Worth the Wait, Journal Editor Says

Dr Lauer and colleagues argue in their commentary that there can be a cost to society when publication of important research findings is delayed. However, Rita Redberg, MD, professor of medicine at the University of California at San Francisco, and editor of JAMA Internal Medicine, says the wait for peer review is usually a few months and is necessary.

"I believe there is great value to peer review, particularly for papers which involve clinical medicine, as the risks of getting things wrong are high," she told Medscape Medical News. "I think the 2 to 3 months it takes for a paper to be peer reviewed is valuable and well worth that time. Peer review allows review of the statistical methods, ensuring proper analysis."

She says as an editor she has seen papers improve after peer review; for example, statistical significance can change, and an appropriate outcome can be highlighted.

"The paper may change from highlighting a positive secondary outcome to acknowledging the negative primary outcome. In observational studies, suggestions of causation can be appropriately eliminated. And of course journals can offer editorial commentary from experts in the field."

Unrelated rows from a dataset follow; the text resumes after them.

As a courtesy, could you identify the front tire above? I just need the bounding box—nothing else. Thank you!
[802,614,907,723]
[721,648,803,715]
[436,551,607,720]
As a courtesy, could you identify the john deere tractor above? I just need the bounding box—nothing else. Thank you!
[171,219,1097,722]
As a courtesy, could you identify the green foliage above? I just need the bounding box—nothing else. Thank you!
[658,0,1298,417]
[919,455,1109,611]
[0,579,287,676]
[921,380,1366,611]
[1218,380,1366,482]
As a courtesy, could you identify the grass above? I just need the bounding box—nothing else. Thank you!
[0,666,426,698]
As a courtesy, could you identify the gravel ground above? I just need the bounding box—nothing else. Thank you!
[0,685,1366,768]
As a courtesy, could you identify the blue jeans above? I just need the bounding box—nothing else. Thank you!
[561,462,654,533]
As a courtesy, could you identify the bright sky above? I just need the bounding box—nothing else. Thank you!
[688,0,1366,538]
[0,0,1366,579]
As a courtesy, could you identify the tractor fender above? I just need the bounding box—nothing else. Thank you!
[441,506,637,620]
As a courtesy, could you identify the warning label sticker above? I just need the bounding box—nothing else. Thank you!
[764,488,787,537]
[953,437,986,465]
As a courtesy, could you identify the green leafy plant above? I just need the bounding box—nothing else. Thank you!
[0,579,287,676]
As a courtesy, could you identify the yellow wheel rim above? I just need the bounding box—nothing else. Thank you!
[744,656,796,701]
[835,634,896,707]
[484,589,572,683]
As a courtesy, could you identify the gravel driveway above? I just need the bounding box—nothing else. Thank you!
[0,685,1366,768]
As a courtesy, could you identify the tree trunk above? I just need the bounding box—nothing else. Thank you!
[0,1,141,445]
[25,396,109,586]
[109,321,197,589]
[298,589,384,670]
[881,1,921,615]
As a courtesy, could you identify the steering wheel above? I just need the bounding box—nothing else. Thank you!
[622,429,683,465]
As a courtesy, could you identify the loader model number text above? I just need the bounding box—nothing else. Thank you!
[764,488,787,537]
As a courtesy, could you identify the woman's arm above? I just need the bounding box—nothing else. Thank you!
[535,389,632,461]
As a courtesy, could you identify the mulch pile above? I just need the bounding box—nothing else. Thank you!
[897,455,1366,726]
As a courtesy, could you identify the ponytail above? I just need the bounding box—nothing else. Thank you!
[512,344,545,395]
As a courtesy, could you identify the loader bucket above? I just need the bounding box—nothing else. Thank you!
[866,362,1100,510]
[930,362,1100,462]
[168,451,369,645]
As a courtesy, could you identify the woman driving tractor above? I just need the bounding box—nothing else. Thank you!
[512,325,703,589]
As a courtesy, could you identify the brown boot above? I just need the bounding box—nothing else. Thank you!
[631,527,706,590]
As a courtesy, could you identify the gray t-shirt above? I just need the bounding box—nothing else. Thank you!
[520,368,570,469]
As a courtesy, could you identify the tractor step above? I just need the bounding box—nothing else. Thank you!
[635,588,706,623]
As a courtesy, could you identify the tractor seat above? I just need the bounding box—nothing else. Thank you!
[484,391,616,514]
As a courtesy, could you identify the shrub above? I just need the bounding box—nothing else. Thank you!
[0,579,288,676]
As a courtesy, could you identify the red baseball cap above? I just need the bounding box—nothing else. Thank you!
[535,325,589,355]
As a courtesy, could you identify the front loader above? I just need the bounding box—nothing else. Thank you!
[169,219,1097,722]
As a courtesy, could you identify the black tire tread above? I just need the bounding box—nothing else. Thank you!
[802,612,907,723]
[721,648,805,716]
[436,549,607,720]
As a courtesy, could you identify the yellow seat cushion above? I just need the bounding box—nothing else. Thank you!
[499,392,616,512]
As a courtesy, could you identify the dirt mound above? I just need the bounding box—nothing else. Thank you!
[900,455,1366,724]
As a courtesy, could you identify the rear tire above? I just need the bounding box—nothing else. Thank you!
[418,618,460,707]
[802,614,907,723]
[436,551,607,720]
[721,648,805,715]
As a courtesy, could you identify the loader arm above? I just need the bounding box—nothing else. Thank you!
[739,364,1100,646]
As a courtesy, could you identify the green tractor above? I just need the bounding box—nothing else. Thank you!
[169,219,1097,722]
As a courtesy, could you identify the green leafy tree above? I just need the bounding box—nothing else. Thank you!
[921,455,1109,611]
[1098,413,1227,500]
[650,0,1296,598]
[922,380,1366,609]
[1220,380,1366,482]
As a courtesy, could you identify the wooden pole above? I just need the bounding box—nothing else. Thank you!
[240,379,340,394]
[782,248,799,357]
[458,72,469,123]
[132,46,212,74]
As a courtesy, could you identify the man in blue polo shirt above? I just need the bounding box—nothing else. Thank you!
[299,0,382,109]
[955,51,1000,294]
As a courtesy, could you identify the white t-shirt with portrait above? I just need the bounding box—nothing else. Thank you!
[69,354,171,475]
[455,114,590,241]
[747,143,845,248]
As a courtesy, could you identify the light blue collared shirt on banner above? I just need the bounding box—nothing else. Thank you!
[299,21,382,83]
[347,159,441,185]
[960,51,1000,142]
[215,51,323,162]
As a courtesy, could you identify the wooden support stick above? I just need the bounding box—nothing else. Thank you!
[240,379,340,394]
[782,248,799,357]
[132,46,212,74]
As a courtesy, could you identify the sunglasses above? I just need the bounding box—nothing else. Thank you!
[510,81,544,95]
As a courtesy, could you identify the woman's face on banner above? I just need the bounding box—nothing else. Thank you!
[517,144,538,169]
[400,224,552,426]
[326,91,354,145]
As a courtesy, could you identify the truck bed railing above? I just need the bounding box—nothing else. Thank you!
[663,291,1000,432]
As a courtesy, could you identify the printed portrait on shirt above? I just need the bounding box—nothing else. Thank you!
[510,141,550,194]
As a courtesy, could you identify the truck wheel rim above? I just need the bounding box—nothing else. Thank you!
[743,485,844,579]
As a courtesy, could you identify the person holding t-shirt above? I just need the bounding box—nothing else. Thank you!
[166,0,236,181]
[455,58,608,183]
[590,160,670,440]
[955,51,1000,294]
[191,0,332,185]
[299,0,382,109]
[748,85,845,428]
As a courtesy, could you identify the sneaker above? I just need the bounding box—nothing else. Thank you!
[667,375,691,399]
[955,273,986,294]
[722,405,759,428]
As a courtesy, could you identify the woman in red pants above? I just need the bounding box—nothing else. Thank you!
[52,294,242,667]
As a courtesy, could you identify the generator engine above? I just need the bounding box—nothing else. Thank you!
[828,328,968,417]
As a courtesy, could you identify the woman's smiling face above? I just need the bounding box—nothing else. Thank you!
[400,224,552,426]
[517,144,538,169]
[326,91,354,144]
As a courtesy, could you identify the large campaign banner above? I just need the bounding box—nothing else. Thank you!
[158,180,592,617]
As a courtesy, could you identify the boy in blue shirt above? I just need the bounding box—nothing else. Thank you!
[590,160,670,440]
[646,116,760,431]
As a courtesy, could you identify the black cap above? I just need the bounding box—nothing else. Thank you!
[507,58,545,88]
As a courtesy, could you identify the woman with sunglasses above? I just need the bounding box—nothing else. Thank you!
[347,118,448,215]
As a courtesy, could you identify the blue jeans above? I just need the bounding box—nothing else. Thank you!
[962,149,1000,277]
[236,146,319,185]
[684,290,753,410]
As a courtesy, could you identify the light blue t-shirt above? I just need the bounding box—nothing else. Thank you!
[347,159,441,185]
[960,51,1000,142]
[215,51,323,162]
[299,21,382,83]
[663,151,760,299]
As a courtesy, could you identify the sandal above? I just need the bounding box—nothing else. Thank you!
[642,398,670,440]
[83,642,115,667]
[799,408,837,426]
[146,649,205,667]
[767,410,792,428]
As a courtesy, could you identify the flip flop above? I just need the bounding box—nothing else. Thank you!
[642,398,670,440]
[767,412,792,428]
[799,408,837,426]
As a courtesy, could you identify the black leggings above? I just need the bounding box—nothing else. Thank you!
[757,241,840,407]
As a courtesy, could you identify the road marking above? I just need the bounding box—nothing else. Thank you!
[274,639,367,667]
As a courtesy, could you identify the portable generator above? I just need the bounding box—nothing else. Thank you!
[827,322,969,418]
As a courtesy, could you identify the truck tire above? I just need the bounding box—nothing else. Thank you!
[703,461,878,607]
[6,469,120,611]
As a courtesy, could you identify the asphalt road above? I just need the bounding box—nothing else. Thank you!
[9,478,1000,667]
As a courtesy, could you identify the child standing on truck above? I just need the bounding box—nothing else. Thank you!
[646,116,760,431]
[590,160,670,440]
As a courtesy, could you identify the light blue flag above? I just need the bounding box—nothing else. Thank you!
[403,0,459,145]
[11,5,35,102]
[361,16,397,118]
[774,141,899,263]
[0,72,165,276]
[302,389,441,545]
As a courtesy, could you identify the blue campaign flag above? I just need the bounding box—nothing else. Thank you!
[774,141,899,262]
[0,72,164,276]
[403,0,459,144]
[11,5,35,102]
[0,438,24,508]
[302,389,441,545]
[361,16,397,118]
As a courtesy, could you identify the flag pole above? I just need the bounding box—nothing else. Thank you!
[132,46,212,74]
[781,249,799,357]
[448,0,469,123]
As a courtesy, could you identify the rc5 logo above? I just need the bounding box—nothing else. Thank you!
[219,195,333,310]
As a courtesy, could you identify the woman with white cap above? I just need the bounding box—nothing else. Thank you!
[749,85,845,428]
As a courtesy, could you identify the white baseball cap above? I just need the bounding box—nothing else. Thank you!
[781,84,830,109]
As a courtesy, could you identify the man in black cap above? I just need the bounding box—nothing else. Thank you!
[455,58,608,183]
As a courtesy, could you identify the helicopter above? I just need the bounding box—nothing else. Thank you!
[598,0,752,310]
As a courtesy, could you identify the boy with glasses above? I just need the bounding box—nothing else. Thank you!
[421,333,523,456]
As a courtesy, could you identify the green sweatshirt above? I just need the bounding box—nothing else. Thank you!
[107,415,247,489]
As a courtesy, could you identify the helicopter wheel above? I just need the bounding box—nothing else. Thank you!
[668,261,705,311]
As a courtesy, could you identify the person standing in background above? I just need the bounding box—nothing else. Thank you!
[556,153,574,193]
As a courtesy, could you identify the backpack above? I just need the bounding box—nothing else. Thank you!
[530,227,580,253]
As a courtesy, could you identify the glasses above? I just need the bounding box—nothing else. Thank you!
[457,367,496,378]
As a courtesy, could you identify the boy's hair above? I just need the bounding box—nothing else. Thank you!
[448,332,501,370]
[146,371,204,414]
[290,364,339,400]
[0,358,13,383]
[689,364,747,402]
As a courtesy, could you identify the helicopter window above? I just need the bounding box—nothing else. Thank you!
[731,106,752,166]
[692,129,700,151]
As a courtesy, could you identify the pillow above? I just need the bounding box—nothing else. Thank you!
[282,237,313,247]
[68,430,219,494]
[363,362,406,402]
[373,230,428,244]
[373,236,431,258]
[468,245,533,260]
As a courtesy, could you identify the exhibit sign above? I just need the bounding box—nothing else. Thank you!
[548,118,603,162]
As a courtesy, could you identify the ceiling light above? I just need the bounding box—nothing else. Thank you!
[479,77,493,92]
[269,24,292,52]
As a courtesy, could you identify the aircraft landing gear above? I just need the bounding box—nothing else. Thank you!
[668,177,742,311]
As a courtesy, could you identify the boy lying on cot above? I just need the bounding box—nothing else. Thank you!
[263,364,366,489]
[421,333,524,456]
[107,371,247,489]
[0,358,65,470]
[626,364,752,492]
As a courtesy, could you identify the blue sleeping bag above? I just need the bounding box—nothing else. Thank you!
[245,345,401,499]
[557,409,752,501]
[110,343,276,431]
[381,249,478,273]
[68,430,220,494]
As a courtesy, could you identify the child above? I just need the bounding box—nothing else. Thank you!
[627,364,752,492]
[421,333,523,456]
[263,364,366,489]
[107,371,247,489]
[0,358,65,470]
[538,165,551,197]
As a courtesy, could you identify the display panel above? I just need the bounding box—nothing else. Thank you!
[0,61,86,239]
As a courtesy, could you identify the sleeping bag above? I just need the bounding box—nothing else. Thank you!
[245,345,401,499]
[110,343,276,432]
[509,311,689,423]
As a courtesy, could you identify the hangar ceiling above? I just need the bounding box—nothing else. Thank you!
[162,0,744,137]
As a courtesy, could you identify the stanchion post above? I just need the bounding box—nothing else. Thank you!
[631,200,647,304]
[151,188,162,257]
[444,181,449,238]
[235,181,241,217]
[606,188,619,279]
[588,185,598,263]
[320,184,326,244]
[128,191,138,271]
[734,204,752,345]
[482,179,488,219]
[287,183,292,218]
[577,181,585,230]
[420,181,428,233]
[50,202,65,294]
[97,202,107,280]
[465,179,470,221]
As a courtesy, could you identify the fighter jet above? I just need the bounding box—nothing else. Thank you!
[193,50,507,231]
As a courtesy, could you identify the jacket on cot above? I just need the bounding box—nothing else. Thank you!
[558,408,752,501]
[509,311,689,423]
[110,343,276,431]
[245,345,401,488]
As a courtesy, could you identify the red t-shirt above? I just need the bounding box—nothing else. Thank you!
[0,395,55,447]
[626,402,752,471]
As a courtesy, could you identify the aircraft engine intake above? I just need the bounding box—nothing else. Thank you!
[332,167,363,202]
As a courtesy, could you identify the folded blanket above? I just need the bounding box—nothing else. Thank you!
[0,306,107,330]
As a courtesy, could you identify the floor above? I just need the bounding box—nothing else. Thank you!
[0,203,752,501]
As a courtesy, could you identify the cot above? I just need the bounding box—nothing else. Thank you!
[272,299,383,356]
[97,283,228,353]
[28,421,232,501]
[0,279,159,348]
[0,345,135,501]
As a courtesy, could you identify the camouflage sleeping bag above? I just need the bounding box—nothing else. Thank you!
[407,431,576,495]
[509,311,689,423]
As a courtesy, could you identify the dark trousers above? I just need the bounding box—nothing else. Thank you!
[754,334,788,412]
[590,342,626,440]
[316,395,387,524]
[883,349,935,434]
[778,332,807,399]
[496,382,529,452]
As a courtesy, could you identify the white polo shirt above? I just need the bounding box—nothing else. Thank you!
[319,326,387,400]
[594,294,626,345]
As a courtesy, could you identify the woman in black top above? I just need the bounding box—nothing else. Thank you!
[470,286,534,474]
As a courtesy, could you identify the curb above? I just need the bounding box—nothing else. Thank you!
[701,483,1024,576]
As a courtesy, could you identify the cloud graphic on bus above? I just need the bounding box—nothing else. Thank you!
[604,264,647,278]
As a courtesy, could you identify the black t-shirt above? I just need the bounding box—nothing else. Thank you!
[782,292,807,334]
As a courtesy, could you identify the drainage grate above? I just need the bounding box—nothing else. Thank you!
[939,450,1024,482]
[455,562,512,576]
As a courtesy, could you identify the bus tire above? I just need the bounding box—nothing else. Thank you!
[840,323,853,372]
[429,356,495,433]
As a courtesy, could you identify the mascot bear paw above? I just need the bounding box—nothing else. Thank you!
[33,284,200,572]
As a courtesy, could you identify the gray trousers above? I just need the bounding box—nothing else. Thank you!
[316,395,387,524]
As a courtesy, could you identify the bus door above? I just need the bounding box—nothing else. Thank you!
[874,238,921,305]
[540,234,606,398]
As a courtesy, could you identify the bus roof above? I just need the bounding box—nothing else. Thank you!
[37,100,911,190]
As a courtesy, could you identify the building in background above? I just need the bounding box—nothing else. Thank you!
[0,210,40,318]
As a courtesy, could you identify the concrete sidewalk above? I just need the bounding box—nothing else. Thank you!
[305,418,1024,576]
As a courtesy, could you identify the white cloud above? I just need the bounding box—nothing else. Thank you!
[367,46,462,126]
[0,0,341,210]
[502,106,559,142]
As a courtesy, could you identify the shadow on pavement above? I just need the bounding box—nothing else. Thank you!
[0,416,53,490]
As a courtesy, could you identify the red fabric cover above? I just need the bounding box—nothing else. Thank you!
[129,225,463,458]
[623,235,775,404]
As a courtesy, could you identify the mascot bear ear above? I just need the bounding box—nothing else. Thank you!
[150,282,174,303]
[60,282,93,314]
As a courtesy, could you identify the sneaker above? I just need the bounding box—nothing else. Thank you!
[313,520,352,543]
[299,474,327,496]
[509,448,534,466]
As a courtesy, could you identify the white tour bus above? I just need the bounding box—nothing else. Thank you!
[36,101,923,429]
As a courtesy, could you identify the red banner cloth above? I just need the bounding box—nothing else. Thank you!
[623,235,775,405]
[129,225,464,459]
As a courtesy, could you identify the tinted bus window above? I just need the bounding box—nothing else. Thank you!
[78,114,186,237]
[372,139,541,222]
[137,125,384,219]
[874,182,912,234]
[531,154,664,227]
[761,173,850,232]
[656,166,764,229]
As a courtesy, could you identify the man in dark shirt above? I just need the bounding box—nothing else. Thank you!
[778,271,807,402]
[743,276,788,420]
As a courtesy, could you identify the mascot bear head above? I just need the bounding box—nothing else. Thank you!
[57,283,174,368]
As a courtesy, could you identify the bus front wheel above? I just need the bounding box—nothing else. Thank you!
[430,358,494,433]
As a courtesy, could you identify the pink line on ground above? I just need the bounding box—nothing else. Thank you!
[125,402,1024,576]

Dr Krumholz has disclosed that he is editor of Circulation: Cardiovascular Quality and Outcomes; and is editor of Journal Watch Cardiology. He receives support from the American Heart Association and the Massachusetts Medical Society, nonprofits that own medical journals. He is the recipient of research agreements from Medtronic and from Johnson & Johnson (Janssen), through Yale University, to develop methods of clinical trial data sharing and chairs a cardiac scientific advisory board for UnitedHealth. Dr Lauer and Dr Topol have disclosed no relevant financial relationships; Dr Topol is editor-in-chief of Medscape Medical News. The views expressed are those of the authors and do not reflect the official positions of the NIH or the US Federal Government. Dr Smith was editor of the BMJ until 2004. He is a paid consultant for F1000 and has a pension from the British Medical Association, an organization which depends to some extent on BMJ Group profits. Dr Redberg is editor of JAMA Internal Medicine but declares no other relevant financial relationships.